Taxa de desocupação chega a 7,5% em novembro

Jornal GGN – A taxa de desocupação foi estimada em 7,5% para o conjunto das seis regiões metropolitanas investigadas durante o mês de novembro, ficando estável frente a outubro (7,9%), de acordo com os dados divulgados pelo IBGE (Instituto Brasileiro de Geografia e Estatística). No confronto com novembro de 2014, a taxa avançou 2,7 pontos percentuais (passou de 4,8% para 7,5%). O percentual é o maior para meses de novembro desde 2008, quando chegou a 7,6%.

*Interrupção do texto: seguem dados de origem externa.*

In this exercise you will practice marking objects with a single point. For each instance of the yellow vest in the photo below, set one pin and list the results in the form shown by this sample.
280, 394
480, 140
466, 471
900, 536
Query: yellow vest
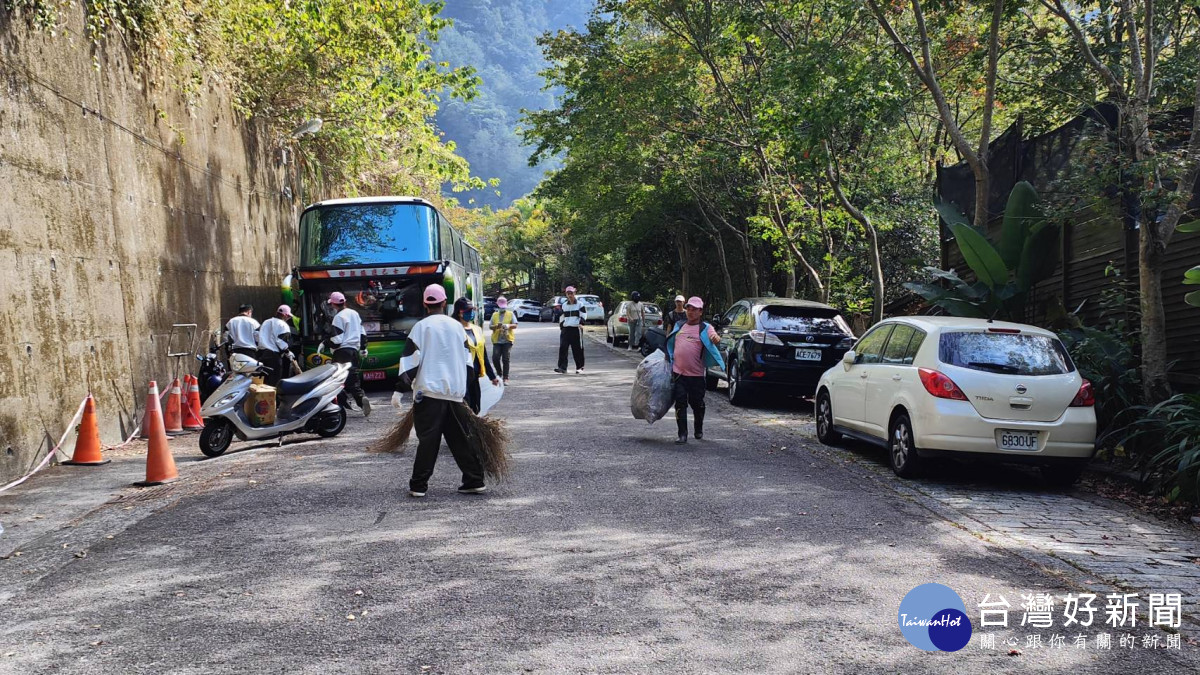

Em termos regionais, a análise mensal mostrou que a taxa de desocupação frente a outubro último, ficou estável em todas as seis regiões metropolitanas. Contudo, a comparação com novembro de 2014 aponta um crescimento da taxa em todas as regiões: em Recife, de 6,8% para 10,8% (4 pontos percentuais – pp); em Salvador, a taxa passou de 9,6% para 12,3% (2,7 pp); em Belo Horizonte, de 3,7% para 6,1% (2,4 pp); no Rio de Janeiro, de 3,6% para 5,9% (2,3 pp); em São Paulo de 4,7% para 7,4% (2,7 pp) e em Porto Alegre, de 4,2% para 6,7% (2,5 pp).

O contingente de desocupados foi estimado em 1,8 milhão de pessoas no agregado das seis regiões investigadas, não registrando variação frente a outubro último. Na comparação anual (com novembro de 2014), ocorreu acréscimo de 642 mil pessoas em busca de trabalho (53,8%). Na análise regional, o contingente de desocupados, em relação a outubro último, não apresentou variação estatisticamente significativa nas regiões pesquisadas. No confronto com novembro do ano passado, a desocupação aumentou em todas as regiões, sendo o maior aumento no Rio de Janeiro, 66,5% e o menor em Salvador, 24%.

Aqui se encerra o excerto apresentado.